English empiricism was developed by David Hume. The human mind is like a blank sheet that is limited to receiving information from physical nature through the senses. It basically uses the inductive method.

Transcendentalism

Created by Immanuel Kant. What is important is not to describe things but to give them reason; that is, to study the conditions of possibility that one wants to analyze. It is about analyzing those elements without which the study would not be possible.

Hermeneutics

It was constituted as a method and as a school in the 20th century through Martin Heidegger, Hans-Georg Gadamer, and Paul Ricoeur. A great precursor was Nietzsche in the 19th century. It was born from the phenomenological method but transforms it. We can never put aside our cultural work. The appropriate way is to explain these budgets that guide all comprehension.

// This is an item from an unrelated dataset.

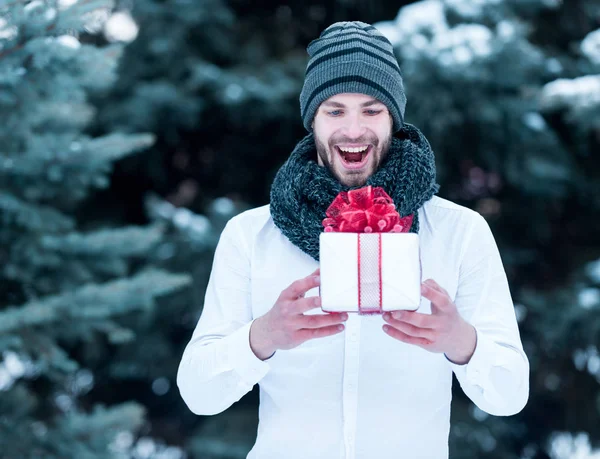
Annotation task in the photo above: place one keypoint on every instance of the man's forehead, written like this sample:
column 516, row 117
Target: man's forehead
column 344, row 99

Hominization and Humanization

Before considering the philosophical implications, we should analyze the process by which humans have come to be an independent species from a biological standpoint. This process is called hominization. Alongside this term, we usually find humanization, which refers to the cultural and less physical characteristics that characterize the human being. It is very difficult to establish a clear distinction between them; we could say they are two sides of the same coin. Many proposals have been launched on the evolutionary development of our species, but none can be presented as definitive.

The Human Being: A Biocultural Animal

Human biology does not develop without external elements, and culture always presupposes certain biological processes. Thus, we have the so-called cultural paradigm, a way of explaining the human that integrates the biological and the cultural. For each of us, the biological is as natural as the cultural. A human being without culture is an absurd contradiction, like a round square.